El pasado lunes 20 de octubre, como lo anticipé, Francisco Taboada Tabone al proyectar nuevamente su película o documental sobre el obispo Sergio Méndez Arceo conseguiría que no quedara un lugar vacío en las bancas catedralicias. Y así fue. Tal y como lo ha conseguido en donde la proyecta, sea en Cuba, en Nicaragua o aquí en México.

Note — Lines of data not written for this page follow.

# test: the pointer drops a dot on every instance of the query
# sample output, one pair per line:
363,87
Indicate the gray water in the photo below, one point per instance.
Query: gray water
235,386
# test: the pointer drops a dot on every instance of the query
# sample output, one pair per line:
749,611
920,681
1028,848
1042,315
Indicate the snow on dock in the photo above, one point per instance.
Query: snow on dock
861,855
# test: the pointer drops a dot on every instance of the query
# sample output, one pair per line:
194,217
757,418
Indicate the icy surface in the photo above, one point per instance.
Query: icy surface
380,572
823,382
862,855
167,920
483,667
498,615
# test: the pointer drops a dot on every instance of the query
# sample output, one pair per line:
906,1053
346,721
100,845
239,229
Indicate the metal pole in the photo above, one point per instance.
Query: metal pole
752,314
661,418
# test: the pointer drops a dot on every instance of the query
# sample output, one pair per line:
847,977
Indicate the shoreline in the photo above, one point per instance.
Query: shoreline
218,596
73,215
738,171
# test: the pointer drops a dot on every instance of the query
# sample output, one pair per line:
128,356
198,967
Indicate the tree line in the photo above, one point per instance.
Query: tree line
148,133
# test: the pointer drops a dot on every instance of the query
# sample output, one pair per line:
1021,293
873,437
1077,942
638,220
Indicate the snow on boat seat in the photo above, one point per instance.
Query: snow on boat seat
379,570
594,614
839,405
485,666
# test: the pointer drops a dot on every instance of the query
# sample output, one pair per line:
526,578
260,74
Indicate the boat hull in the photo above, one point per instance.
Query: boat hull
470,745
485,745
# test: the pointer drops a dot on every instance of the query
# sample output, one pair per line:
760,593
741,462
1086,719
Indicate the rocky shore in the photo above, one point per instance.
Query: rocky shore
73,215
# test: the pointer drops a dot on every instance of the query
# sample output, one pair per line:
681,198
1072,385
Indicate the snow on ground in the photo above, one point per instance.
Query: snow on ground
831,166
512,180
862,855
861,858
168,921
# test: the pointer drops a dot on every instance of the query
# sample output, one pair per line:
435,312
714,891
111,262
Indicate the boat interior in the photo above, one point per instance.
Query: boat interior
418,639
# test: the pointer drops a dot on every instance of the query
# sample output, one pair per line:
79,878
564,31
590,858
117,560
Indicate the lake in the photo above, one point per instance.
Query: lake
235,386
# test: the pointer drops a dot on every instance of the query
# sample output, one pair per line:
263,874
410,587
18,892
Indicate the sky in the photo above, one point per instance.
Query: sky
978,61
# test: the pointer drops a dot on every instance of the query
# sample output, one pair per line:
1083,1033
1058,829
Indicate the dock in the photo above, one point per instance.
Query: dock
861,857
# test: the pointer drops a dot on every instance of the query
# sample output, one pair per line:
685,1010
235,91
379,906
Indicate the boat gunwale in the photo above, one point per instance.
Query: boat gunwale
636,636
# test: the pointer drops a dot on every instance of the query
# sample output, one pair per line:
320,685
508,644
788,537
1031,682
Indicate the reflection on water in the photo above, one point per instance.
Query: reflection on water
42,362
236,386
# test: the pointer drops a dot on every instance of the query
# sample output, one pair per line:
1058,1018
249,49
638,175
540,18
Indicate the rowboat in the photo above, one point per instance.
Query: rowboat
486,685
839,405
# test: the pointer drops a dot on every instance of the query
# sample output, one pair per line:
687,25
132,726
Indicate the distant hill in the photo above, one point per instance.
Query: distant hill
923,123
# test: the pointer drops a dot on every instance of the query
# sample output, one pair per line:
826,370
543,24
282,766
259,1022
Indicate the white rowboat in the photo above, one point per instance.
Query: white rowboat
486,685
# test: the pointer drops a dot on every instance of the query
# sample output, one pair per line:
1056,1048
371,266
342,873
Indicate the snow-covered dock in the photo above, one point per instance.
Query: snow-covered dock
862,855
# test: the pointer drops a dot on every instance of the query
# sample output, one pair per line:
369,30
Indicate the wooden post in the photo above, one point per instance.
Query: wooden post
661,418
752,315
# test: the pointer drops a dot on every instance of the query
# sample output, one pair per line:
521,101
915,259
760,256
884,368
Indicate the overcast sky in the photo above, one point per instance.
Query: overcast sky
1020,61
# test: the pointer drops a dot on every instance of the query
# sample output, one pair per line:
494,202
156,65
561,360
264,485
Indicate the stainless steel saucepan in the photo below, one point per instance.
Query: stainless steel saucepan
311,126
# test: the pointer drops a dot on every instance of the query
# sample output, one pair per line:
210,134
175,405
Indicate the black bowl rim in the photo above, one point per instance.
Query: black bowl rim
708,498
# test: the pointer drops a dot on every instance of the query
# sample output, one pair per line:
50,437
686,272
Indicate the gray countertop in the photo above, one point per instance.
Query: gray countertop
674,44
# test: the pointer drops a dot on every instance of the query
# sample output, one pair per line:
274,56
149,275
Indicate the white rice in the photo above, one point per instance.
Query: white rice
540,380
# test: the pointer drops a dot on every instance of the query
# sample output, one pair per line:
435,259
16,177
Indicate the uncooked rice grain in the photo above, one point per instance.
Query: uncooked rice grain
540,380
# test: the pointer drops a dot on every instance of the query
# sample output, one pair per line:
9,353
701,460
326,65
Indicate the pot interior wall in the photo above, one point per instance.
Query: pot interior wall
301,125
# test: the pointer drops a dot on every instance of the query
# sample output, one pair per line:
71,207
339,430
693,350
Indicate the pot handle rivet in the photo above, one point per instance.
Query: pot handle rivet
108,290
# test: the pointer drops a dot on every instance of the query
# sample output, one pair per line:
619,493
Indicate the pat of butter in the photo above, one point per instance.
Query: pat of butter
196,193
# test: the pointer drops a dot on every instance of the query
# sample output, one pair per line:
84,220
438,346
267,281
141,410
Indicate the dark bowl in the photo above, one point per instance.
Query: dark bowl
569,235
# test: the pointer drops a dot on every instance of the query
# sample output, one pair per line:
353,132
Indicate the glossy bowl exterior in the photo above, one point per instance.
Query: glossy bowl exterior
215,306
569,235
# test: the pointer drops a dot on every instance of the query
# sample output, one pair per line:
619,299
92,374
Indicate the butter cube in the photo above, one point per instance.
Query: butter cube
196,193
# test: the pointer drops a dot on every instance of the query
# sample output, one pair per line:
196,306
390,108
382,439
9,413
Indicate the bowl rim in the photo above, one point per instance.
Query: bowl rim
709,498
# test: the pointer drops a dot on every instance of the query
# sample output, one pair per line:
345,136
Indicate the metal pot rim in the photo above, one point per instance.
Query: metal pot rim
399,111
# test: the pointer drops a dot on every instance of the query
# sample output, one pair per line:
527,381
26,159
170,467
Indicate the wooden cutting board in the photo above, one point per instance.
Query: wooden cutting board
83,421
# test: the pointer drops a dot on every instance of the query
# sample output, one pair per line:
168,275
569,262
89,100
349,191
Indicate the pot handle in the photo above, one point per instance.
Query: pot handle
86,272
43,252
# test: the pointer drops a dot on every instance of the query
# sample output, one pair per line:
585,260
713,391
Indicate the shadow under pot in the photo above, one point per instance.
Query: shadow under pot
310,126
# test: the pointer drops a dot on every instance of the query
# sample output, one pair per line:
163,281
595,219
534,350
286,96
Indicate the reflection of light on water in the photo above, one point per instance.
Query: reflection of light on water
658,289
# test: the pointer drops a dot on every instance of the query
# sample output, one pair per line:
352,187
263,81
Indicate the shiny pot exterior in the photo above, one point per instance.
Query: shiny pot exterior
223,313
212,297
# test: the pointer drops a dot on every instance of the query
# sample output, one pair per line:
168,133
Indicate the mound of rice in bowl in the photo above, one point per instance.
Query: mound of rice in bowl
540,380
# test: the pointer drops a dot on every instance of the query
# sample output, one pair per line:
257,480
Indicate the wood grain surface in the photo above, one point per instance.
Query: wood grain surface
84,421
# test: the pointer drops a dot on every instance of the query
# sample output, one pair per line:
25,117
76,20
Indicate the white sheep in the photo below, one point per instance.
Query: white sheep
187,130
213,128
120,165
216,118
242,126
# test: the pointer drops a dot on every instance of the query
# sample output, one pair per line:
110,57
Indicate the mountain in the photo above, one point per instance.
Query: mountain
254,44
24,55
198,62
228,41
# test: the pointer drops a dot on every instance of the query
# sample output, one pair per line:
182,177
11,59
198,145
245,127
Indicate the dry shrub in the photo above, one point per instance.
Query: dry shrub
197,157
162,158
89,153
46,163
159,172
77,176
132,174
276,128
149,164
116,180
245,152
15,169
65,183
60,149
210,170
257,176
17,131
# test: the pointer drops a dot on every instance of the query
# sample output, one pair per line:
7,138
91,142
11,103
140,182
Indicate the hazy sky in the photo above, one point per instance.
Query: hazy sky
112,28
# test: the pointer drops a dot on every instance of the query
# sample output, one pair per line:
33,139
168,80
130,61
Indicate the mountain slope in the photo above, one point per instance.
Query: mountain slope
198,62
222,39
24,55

Y es que don Sergio no pierde vigencia, no obstante que murió hace 33 años y a pesar de que el obispo que lo sucedió y del que ni ganas de mencionar su nombre, desde el primer día que llegó se dedicó en cuerpo y alma a desmontar toda la red de curas y feligreses que Méndez Arceo había logrado levantar en treinta años de pastorear a la grey morelense.
“Obispo Rojo” de seguro se seguirá proyectando en otros lugares y convocará multitudes. Es altamente recomendable. Ya la vi, el día que se estrenó, hace casi un año. Me hizo llorar, por cierto.
Ignoro si Francesco, acucioso consultor de archivos, haya sabido que hasta en la revista de nota roja: “ALARMA! el obispo Sergio Méndez Arceo también fue atacado. Yo me acabo de enterar pues nunca fui asiduo lector de tan amarillista publicación.
Resulta que de Chicago me mandaron un ejemplar de 1972, año de esplendor para la manera en que el obispo Sergio Méndez Arceo predicaba el evangelio de Jesús crucificado.
Tres cuartos de página, grotescos títulos y renglones discriminatorios destinados a ensuciar y denigrar la imagen del obispo promotor de la teología de la liberación y de la opción preferencial por los pobres.
Nada fuera de lugar sería pensar que se trató de una nota pagada por fuego amigo episcopal. Aquí les presento un resumen:

“La catedral de Cuernavaca se volvió escenario teatral de degenerados…el altar mayor lo ha venido convirtiendo en escenario de impúdicas y prohibidas obras teatrales… ante un sinnúmero de hippies y gente sin escrúpulos, en el altar mayor se presentó la obra teatral titulada Misa dos mil. El sagrado recinto se convirtió plenamente en una sala de espectáculos, en donde se reunió la flor y nata de siniestros personajes, conocidos por asquerosos y andrajosos melenudos que contemplaron la comedia protagonizada por actores desvergonzados. Las damas que tomaron participación en la Misa dos mil mostraron sus cueros ante la mirada de tanto vicioso que acudió y no faltó quien gritara en forma burlesca textualmente: mucha ropa”.